Comment donner un sens à l'Histoire autrement qu'en tirant profit des expériences qu'elle nous enseigne ? En effet, si l'Histoire en soi n'énonce pas de principes transcendant, elle nous expose, plus ou moins objectivement, des faits dont il serait irresponsable de ne pas les prendre en compte.
Comment faire de ce monde un monde meilleur si nous ignorons les échecs du passé ?
Des leçons, le peuple aguératonnien en a tiré et cela se confirme par l'effervescence des milieux intellectuels, guerriers, marchands que nos contrées connaissent en ce moment. En effet, alors que les grands orateurs et écrivains abreuvent nos esprits d'idées et tirent Aguératon vers sa fin ultime, la guerre – heureusement également présente – est un moyen d'échange pour tous et accélère considérablement l'évolution de notre communauté. Il ne serait cependant point honnête d'oublier le rôle des marchands, ces experts du troc qui, chaque jour, permettent un marché fluide et des prix convenables.
Bref, notre monde semble être dans une période de prospérité peu connue jusqu'alors, et cela grâce aux multiples échecs connus dont il va sans dire que la Grande Catastrophe en est un élément majeur. Pour autant il semble que tout les échecs de hier ne soient pas, ou pas assez, pris en compte aujourd'hui. C'est ainsi que, dans le secret espoir de voir un jour Aguératon libéré du joug du seigneur Sayole, je reprends la plume.
Il fut un temps ou deux guildes prétendaient à l'élimination du Déchu Somteo, alors maître des Hautes Terres depuis des lunes, surplombant nos contrées de par sa position hégémonique. Moi même étant chef de l'une de ces deux guilde – l'Ordre des Joyeux Troubadours – avait élaboré avec l'autre partie – les Disciples d'Elandra – une offensive qui devait consacrer des efforts de plusieurs mois. J'avais alors décidé de faire confiance au seigneur Matis, dont le nom de son actuel descendant n'est plus à rappeler, et de financer la création du immense armée adaptée aux infrastructures de Matis. Et quelles infrastructures ! De toute l'histoire de notre société nul, hormis quelques mages noirs dont l'existence fut éphémère, n'a pu prétendre à pareil royaume, à pareilles richesses. Ébloui par tant de biens matériels, je ne fus pas capable de comprendre les avertissements d'Elandra, qui voyaient, et avec raison, en Matis de Sayole un puissant mage noir.
Matis était arrivé presque de nulle part, après la chute des Spectres, était entré dans la Troubadourie et nous avait tous manipulé, faisant par ses actes et ses paroles preuve, il est vrai, d'une loyauté sans faille à notre blason, si bien que nous fumes tous dupés.
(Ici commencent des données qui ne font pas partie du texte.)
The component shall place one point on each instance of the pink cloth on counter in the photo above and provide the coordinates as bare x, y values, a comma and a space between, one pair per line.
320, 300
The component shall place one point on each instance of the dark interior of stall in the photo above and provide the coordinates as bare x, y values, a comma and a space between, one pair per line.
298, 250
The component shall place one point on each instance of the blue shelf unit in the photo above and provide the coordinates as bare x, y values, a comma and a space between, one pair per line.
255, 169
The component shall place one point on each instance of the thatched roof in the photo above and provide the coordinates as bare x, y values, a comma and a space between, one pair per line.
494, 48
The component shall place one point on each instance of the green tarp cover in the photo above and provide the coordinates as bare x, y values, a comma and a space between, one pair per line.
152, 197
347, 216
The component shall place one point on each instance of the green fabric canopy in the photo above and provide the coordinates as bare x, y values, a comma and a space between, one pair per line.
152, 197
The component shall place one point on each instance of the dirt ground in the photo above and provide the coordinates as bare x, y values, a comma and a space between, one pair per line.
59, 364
Comment, me diriez vous, n'avons pas vu venir la fourberie? Étions nous stupides ? C'est une possibilité que nous devons envisager. Une autre en est l'intelligence du dit seigneur, intelligence malveillante cachée sous des apparences de niais, un vocabulaire pauvre et des manières de brute.
Ne nous méprenons pas, je n'accuse en aucun cas ici l'Avallon Sayole d'être un mage noir, il semblerait que ces pouvoirs lui ait été enlevé après la Grande Catastrophe. D'ailleurs, l'objet de cet écrit n'est pas une accusation, mais une mise en garde.
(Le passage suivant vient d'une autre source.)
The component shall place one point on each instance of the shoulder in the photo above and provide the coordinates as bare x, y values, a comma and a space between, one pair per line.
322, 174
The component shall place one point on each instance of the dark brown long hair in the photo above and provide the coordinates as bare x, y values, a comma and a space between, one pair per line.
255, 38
C'est après un long ermitage que je reviens en mon royaume, et telle fut ma surprise de voir Sayole à des postes clés de notre administration, Sayole qui, il est bon de le rappeler, fit autrefois preuve d'une capacité à faire le mal rare. Peut-être l'homme a t-il radicalement changé ou peut-être est-il encore en croisade contre ces ennemis, profitant de la générosité de guildes qui voient en lui une source de pouvoir et de puissance.
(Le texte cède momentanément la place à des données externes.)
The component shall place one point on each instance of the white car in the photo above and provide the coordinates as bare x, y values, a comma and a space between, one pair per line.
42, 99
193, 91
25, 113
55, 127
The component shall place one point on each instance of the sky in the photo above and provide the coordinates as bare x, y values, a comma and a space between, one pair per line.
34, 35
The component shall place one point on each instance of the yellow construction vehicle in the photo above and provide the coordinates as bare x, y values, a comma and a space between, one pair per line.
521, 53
Je, en ma faible qualité de vieillard aujourd'hui inconnu de la plupart, juge un combat contre cet homme comme sage et bon. Gloire à tout ceux qui prennent l'épée pour le progrès, pour la transparence, pour une société bonne et pure comme nous pouvons tout de même en avoir un aperçu en ce moment. Gloire à ceux qui font couler le sang pour un monde juste et libre et contre toutes les entraves que la réalisation d'un tel objectif se doit de rencontrer.
Nous, adeptes de la guerre juste et loyale, des arts stratégiques ou intellectuels, du commerce équitable et vertueux, nous gagnerons ce combat, car nous avons toujours gagné.
Tels étaient les mots ornant un parchemin beige, lui-même fraichement placardé sur le couloir menant à la cour de l'Hangrateur.